# The Mathematical Ninja and the Cube Root of 4

The student swam away, thinking almost as hard as he was swimming. The cube root of four? The *square* root was easy enough, he could do that in his sleep. But the cube root?

OK. Breathe. It’s between 1 and 2, obviously. What’s 1.5 cubed? The Mathematical Ninja isn’t going to like that - *three-halves*, that’s what we need. Cube that, it’s $\frac{27}{8}$, or 3.375. Quite a long way short. But - aha! (Breathe) $1.6^3 = 4.096$, should have got that straight away. That’s close enough for two lengths.

The student popped his head out of the water. “About 1.6, sensei.”

The Mathematical Ninja looked into their box of torture devices and emerged with a sinker. “Two lengths of catch-up. You can do better than that.”

The student knew better than to waste energy on grumbling. OK, so a binomial expansion? $\br{4.096-x}^{\frac{1}{3}} \approx 1.6 - \frac{1}{3}\times 4.096^{-\frac{2}{3}} \times x$. Breathe. What’s ugly? $4.096^{-\frac{2}{3}}$ is just $\frac{1}{1.6^2}$. And $x$ is $0.096$ here. Turn.
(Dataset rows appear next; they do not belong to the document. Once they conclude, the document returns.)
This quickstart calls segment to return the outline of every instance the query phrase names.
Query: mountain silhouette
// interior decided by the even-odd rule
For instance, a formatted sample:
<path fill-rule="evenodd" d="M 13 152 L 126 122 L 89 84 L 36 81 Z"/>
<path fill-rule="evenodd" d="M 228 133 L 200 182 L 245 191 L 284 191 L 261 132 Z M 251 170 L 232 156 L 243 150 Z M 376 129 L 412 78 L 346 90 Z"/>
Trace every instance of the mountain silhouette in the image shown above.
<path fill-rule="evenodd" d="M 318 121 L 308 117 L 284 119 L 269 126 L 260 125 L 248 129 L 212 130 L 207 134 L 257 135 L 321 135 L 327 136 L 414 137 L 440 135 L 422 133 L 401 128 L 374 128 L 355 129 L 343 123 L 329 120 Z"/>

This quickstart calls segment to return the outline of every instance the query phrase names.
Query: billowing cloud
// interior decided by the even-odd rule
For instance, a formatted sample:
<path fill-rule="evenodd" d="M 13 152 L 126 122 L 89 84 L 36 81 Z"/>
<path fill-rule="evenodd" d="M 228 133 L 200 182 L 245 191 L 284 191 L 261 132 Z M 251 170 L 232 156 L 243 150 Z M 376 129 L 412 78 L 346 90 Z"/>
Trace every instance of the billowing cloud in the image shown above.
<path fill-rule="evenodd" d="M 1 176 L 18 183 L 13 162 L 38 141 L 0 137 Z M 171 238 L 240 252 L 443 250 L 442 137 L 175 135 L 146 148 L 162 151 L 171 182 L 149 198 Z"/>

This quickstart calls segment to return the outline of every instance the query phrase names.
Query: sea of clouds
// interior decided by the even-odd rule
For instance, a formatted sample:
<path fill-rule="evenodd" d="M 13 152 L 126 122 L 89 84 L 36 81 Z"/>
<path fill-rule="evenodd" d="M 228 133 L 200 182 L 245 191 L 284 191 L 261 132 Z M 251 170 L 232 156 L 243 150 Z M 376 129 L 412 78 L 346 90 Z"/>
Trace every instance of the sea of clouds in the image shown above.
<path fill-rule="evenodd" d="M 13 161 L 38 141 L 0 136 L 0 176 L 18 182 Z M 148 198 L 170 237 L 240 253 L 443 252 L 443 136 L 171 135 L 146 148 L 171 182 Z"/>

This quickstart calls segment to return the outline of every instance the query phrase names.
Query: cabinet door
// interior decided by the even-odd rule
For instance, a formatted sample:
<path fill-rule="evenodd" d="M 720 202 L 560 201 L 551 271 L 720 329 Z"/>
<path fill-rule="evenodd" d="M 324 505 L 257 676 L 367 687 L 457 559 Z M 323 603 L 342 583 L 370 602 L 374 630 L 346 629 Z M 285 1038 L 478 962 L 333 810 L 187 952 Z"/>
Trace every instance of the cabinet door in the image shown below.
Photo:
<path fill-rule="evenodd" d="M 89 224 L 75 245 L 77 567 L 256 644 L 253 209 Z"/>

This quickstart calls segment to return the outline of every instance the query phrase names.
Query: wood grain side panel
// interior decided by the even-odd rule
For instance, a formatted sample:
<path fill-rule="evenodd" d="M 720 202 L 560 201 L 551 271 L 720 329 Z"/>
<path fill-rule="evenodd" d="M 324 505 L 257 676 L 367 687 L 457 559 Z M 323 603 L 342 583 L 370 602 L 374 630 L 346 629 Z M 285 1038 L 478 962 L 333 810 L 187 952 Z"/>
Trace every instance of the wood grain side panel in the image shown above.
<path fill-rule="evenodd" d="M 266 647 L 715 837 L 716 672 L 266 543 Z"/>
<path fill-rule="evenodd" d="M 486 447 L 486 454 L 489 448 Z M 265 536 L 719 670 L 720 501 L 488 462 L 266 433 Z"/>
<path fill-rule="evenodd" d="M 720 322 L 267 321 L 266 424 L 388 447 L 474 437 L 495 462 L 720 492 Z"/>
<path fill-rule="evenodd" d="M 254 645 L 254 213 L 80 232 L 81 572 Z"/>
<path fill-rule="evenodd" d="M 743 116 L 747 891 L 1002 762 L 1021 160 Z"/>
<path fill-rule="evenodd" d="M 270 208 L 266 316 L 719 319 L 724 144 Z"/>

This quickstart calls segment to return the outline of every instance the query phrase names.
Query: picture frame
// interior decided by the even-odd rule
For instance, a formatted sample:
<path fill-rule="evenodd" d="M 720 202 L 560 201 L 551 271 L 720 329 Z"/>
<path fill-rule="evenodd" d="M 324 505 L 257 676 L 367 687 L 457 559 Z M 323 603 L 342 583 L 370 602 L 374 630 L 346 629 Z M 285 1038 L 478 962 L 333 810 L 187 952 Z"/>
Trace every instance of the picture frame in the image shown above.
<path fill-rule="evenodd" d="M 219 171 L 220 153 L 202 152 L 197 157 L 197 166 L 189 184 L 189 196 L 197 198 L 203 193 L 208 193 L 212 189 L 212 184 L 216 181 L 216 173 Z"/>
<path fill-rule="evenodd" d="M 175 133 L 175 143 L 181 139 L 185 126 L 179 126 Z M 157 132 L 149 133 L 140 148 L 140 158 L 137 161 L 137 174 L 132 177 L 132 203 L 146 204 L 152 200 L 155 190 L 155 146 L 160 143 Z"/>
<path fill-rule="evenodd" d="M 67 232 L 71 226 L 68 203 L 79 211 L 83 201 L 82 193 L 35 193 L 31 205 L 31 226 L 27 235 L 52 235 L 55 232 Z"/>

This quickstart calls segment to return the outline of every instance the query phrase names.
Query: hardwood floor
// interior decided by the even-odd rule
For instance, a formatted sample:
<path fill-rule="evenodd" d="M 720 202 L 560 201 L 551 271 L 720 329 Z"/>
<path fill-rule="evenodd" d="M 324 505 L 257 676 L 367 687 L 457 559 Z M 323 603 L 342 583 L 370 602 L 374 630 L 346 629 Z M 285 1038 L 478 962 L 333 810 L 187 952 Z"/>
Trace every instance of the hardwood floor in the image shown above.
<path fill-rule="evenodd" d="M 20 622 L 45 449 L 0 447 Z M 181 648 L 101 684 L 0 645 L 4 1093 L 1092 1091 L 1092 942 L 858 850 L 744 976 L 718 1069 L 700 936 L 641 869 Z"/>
So, it’s $1.6 - \frac{1}{3}\times \frac{100}{16^2} \times \frac{96}{1000}$. There’s a bit of cancelling can go on there - a factor of 3 and a factor of 16, and a factor of 100 for good measure. $1.6 - \frac{1}{16} \times \frac{2}{10}$ - suddenly it’s looking nicer! Breathe. A discrepancy of $\frac{1}{80}$. That’s 0.0125, which I can subtract. And head up: “1.5875?”

The Mathematical Ninja nodded their head from side to side. “It’s 1.5874,” they muttered, “but I’ll take it.” They handed the student a float. “Two lengths just kick,” they said. “By way of celebration.”

* edited 2018-10-01 to fix a LaTeX typo